Suspension Star Plank
- Zielmuskel
- Obliques
- Equipment
- Suspension
- Körperregion
- Waist
- Typ
- Strength
The Suspension Star Plank places your feet in suspension trainer cradles and spreads your arms wide while holding a plank position, forcing the obliques to resist the large rotational and lateral forces created by the extended lever arm. The unstable suspended base amplifies the core demand well beyond a standard plank. It is an advanced bodyweight strength exercise suited for trainees who have already built a solid conventional plank foundation.
Suspension Star Plank: So führst du sie aus
- 1Set the suspension trainer foot cradles to approximately 12–18 inches off the floor and confirm the anchor is secure.
- 2Kneel facing away from the anchor, place the tops of both feet into the cradles, and move into a push-up position with your hands flat on the floor directly under your shoulders.
- 3Walk your hands forward until your body forms a straight line from heels to head, parallel to the floor.
- 4Spread your arms out wide to the sides until your hands are well beyond shoulder-width — this extended position is the star shape that drives the oblique demand.
- 5Brace your core and obliques hard, press firmly through both palms, and lock your hips so they are level and square to the floor.
- 6Hold your gaze straight down, keep your neck neutral, and breathe slowly and continuously throughout the hold.
- 7Maintain the position for 10–30 seconds, keeping the hips from rotating or sagging at any point during the hold.
- 8Walk your hands back in under your shoulders to reduce the lever arm, then carefully slide your feet out of the cradles to finish.
Technik-Tipps
- Press the floor away from you actively through your palms — this keeps the shoulder girdle stable and prevents the arms from collapsing inward as the obliques fatigue.
- Exhale slowly and steadily during the hold; a long exhale increases intra-abdominal pressure and sustains the oblique tension that holds the torso rigid.
- If the hips begin to rotate or tilt, walk your hands in slightly to reduce the arm spread before attempting the full star width again — position integrity matters more than maximum range.
- Use a mirror or camera positioned at head-height in front of you to verify hip level; rotation and lateral tilt are often much greater than they feel when the obliques are under load.
Häufige Fehler
- Letting the hips rotate or drop to one side: this transfers load away from the obliques and into the lower back, which is not designed to absorb that sustained rotational stress.
- Allowing the hips to sag toward the floor: a dropped hip eliminates the anti-gravity demand on the core and compresses the lumbar spine, removing most of the training stimulus.
- Spreading the arms wider than you can control: excessive width before you have the strength for it causes the shoulders to collapse and the scapulae to wing, shifting stress into the shoulder joint rather than the obliques.
- Holding the breath throughout the hold: breath-holding spikes blood pressure and prevents the steady intra-abdominal bracing that keeps the torso stable — maintain a slow, continuous breath cycle.
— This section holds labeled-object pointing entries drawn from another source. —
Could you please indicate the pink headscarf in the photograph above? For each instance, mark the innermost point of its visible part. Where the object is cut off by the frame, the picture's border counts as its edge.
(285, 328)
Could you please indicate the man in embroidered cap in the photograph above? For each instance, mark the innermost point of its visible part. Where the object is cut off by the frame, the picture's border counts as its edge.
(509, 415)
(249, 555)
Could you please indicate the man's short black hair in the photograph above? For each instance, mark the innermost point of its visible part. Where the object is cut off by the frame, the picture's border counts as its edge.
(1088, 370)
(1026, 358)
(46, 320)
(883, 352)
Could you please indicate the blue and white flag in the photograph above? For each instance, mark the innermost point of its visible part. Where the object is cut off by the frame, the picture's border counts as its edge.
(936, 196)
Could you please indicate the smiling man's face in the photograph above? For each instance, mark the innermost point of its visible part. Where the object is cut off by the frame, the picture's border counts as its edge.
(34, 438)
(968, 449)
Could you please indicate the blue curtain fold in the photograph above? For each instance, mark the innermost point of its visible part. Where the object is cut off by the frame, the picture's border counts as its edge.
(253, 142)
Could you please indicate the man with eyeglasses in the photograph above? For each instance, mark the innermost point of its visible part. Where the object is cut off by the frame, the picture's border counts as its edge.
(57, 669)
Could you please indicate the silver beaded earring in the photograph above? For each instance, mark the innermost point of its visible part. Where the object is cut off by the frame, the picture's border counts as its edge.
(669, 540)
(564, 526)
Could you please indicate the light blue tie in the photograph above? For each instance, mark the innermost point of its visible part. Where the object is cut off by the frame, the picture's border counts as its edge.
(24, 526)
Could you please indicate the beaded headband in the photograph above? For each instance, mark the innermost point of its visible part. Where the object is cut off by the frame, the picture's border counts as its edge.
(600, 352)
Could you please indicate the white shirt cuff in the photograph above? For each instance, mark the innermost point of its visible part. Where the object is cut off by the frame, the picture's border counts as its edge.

- Cutting the hold short before meaningful fatigue: ending the set the moment the position becomes difficult prevents the obliques from adapting; commit to the full target duration with strict form rather than resetting early.
Häufig gestellte Fragen
What muscles does the Suspension Star Plank target?
The obliques are the primary muscle, working to resist the rotational and lateral forces created by the wide arm position and suspended feet. The extended lever arm on either side of the body places far greater anti-rotation and anti-lateral-flexion demands on the obliques than a conventional plank.
How is the Suspension Star Plank different from a regular plank?
A standard plank distributes the stabilization load relatively evenly across the core. Spreading your arms wide dramatically increases the lever arm on each side of the body, and the suspended feet add instability — together these factors multiply the rotational force the obliques must resist, making the Star Plank substantially more demanding.
How long should I hold the Suspension Star Plank?
Start with 10–20 seconds of strict, unbroken holds and build toward 30–45 seconds over several weeks. Always prioritize perfect alignment — hips level and square, no rotation — over duration. If form breaks before the target time, shorten the hold and work back up progressively.
Is the Suspension Star Plank suitable for beginners?
No — this is an intermediate to advanced movement. You should be able to hold a stable suspension plank for 30 or more seconds before attempting the star variation. The wide arm spread multiplies the difficulty significantly, and attempting it without that base increases the risk of shoulder strain and lower back overload.
How do I progress or regress the Suspension Star Plank?
To regress, raise the foot cradles slightly higher off the floor — this reduces the percentage of bodyweight loading the core — or narrow the arm spread until your strength catches up. To progress, increase hold duration to 45 seconds, add sets, or introduce a slow controlled reach of one arm further out while maintaining hip position.